Children and adults get vaccinations that remain viable because of dependable refrigeration. Millions avoid deadly intestinal bacteria, due to refrigerators and freezers, and water that is sterilized and piped in large measure because of electricity.
American families live in houses that are built from stronger materials and to higher standards, because of electricity. Tens of millions have been warned of natural disasters, and given time to flee, thanks to radios and televisions.
Environmentalists talk glibly about replacing America’s 600-plus coal-fired power plants, and the 2 billion megawatt-hours of electricity they generate annually. But with what?
Most greens detest nuclear power as much as they hate coal. They want to dismantle dams, not build new ones. They oppose drilling for natural gas that could partially substitute for coal, and fuel essential backup generators for wind farms. They support geothermal energy in theory, but rarely in practice.
They oppose construction of new state-of-the-art coal-fired plants that America needs to supply more baseload power, to serve a growing population and electricity-hungry products and equipment of every description. Most do support wind energy – and it must also play a role.
But right now, wind turbines provide a mere 1% of all US electricity. Wind power leader Texas gets just 2% of its electricity from breezes – versus 36% from coal. On blistering summer afternoons, when the Lone Star State most needs reliable air-conditioners, Texans can count on wind turbines to generate at only 9% of their installed capacity, because that’s when the wind blows least.
How exactly will Texas replace 36% of its electricity with renewable energy? How exactly will Indiana and North Dakota replace the 94% that they get from coal?
A little specificity, moral clarity and social responsibility would help here.

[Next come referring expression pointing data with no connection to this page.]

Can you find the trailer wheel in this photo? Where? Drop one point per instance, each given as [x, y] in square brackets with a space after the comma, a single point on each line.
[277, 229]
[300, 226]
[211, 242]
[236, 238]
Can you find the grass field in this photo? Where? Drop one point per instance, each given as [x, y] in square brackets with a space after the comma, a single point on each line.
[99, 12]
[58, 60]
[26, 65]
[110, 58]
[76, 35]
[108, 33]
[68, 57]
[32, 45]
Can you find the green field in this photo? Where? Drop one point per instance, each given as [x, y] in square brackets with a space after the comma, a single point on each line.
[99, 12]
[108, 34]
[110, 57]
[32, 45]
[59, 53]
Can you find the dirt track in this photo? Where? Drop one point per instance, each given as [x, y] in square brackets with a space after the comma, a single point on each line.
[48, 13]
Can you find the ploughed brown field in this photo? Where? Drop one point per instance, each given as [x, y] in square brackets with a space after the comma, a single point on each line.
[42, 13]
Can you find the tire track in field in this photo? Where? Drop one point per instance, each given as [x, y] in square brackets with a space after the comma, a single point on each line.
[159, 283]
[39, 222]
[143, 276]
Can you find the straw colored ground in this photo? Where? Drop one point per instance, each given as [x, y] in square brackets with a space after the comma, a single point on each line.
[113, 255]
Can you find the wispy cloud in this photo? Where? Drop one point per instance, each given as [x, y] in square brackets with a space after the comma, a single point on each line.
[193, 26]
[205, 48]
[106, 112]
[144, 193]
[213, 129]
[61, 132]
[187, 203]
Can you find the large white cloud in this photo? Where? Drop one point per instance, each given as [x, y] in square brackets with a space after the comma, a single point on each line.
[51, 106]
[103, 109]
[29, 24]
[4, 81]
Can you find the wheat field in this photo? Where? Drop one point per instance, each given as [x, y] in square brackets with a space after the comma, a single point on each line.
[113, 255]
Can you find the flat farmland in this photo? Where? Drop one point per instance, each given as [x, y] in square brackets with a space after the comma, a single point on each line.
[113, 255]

We generally can’t expect it from environmental activists – who excel at denigrating and opposing energy, but do little to generate anything but hot air and political power.
However, we should expect, and demand, clear answers from judges, elected representatives and unelected government regulators. That’s the essence of ethics and social responsibility.
If we are going to end this recession, retain American jobs and living standards, and rejuvenate our economy, we will need vast quantities of electricity – from coal and every other source – now and for decades to come.
The rest of the world also needs coal, to lift people out of poverty and save lives.
In impoverished countries, two billion people rarely or never have electricity. Four million infants, children and parents die every year from lung infections – caused by smoke, soot and other pollutants from open fires that heat their homes and cook their meager food, because they don’t have electricity. Two million more perish from intestinal diseases, caused by unsafe water and spoiled food, because they lack refrigeration, sanitation and water treatment.
Radical environmentalists bemoan the exaggerated death count from producing electricity here in the United States. But they callously battle every proposal to build coal, gas or hydroelectric projects in these destitute countries.
24,000 speculative deaths versus six million very real deaths is hardly a fair tradeoff.
As we usher in 2009, may America and all nations resolve to implement policies that honestly reflect the costs, benefits and power-generating capabilities of traditional and alternative energy options that exist in the real world.